Mrs. Stamwell said, "Well, I shall take another cup of coffee, at any
rate," and her hardihood raised another laugh.
"That always seems to me the most pitiful thing in the whole Bible,"
said Alice, from her place. "To see the right so clearly, and not to be
strong enough to do it."
"My dear, it happens every day," said Mrs. Brinkley.
"I always felt sorry for that poor fellow, too," said Mavering. "He
seemed to be a good fellow, and it was pretty hard lines for him."
Alice looked round at him with deepening gravity.

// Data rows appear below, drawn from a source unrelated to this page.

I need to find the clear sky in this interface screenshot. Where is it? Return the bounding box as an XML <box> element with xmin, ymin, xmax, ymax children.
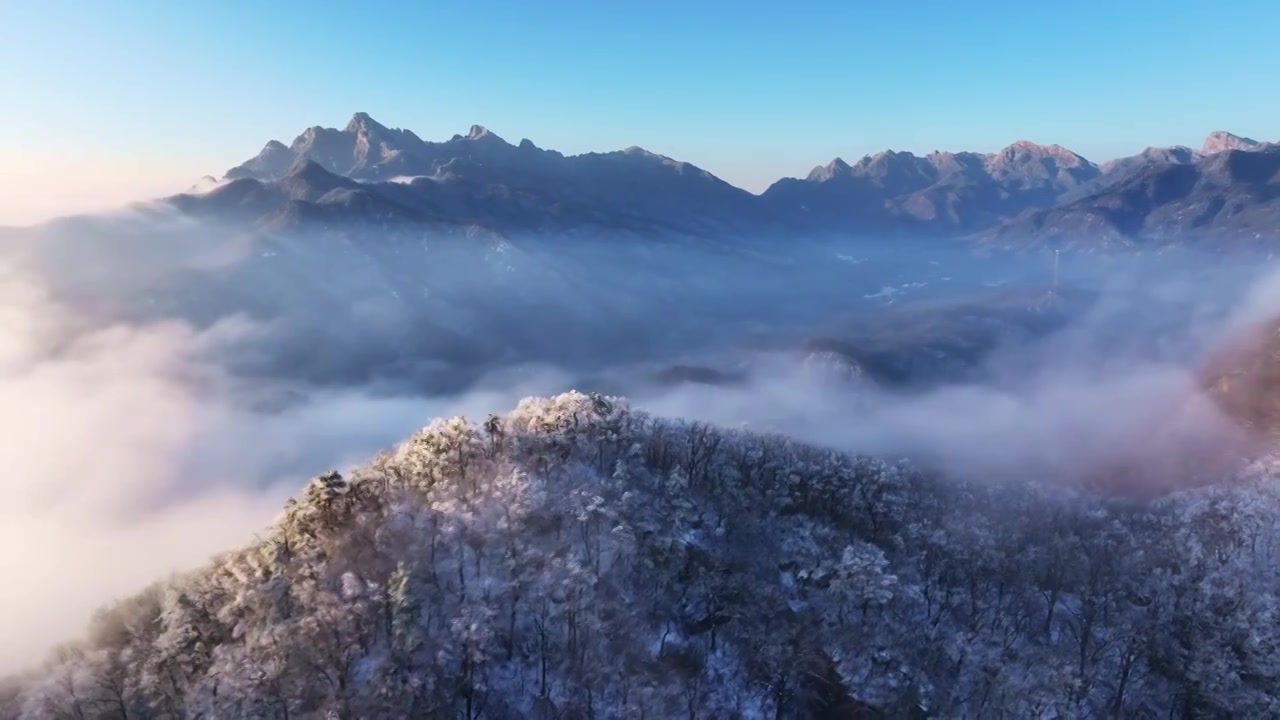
<box><xmin>0</xmin><ymin>0</ymin><xmax>1280</xmax><ymax>223</ymax></box>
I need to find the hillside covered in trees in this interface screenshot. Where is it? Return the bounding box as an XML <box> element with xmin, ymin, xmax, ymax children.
<box><xmin>0</xmin><ymin>393</ymin><xmax>1280</xmax><ymax>720</ymax></box>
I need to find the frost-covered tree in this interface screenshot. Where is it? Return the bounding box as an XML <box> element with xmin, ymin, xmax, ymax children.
<box><xmin>0</xmin><ymin>393</ymin><xmax>1280</xmax><ymax>720</ymax></box>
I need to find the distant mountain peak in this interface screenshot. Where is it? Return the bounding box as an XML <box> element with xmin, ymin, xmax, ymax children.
<box><xmin>1201</xmin><ymin>129</ymin><xmax>1263</xmax><ymax>155</ymax></box>
<box><xmin>346</xmin><ymin>113</ymin><xmax>387</xmax><ymax>133</ymax></box>
<box><xmin>806</xmin><ymin>158</ymin><xmax>854</xmax><ymax>182</ymax></box>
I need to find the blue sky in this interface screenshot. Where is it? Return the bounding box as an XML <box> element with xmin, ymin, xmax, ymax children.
<box><xmin>0</xmin><ymin>0</ymin><xmax>1280</xmax><ymax>223</ymax></box>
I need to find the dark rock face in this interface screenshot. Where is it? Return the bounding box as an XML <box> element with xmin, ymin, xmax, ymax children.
<box><xmin>980</xmin><ymin>147</ymin><xmax>1280</xmax><ymax>246</ymax></box>
<box><xmin>194</xmin><ymin>113</ymin><xmax>1280</xmax><ymax>242</ymax></box>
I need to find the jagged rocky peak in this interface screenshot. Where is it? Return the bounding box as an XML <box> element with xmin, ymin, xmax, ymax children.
<box><xmin>808</xmin><ymin>158</ymin><xmax>854</xmax><ymax>182</ymax></box>
<box><xmin>346</xmin><ymin>113</ymin><xmax>387</xmax><ymax>133</ymax></box>
<box><xmin>1201</xmin><ymin>129</ymin><xmax>1265</xmax><ymax>155</ymax></box>
<box><xmin>992</xmin><ymin>140</ymin><xmax>1091</xmax><ymax>167</ymax></box>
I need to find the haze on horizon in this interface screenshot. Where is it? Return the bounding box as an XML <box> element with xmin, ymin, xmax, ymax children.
<box><xmin>0</xmin><ymin>0</ymin><xmax>1280</xmax><ymax>225</ymax></box>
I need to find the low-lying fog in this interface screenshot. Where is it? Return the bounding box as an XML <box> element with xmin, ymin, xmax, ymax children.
<box><xmin>0</xmin><ymin>210</ymin><xmax>1280</xmax><ymax>673</ymax></box>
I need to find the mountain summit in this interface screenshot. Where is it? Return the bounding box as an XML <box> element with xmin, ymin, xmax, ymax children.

"Confound those fellows!" said the photographer, glancing at his hastily
developed plate. "They moved."
XVII.
The picnic party gathered itself up after the lunch, and while some of
the men, emulous of Mavering's public spirit, helped some of the ladies
to pack the dishes and baskets away under the wagon seats, others threw
a corked bottle into the water, and threw stones at it. A few of the
ladies joined them, but nobody hit the bottle, which was finally left
bobbing about on the tide.
Mrs. Brinkley addressed the defeated group, of whom her husband was one,
as they came up the beach toward the wagons. "Do you think that display
was calculated to inspire the lower middle classes with respectful
envy?"
Her husband made himself spokesman for the rest: "No; but you can't tell
how they'd have felt if we'd hit it."
They all now climbed to a higher level, grassy and smooth, on the bluff,
from which there was a particular view; and Mavering came, carrying the
wraps of Mrs. Pasmer and Alice, with which he associated his overcoat. A
book fell out of one of the pockets when he threw it down.
Miss Anderson picked the volume up. "Browning! He reads Browning!
Superior young man!"
"Oh, don't say that!" pleaded Mavering.
"Oh, read something aloud!" cried another of the young ladies.
"Isn't Browning rather serious for a picnic?" he asked, with a glance at
Alice; he still had a doubt of the effect of the rheumatic uncle's dance
upon her, and would have been glad to give her some other aesthetic
impression of him.
"Oh no!" said Mrs. Brinkley, "nothing is more appropriate to a picnic
than conundrums; they always have them. Choose a good tough one."
"I don't know anything tougher than the 'Legend of Pernik'--or
lovelier," he said, and he began to read, simply, and with a passionate
pleasure in the subtle study, feeling its control over his hearers.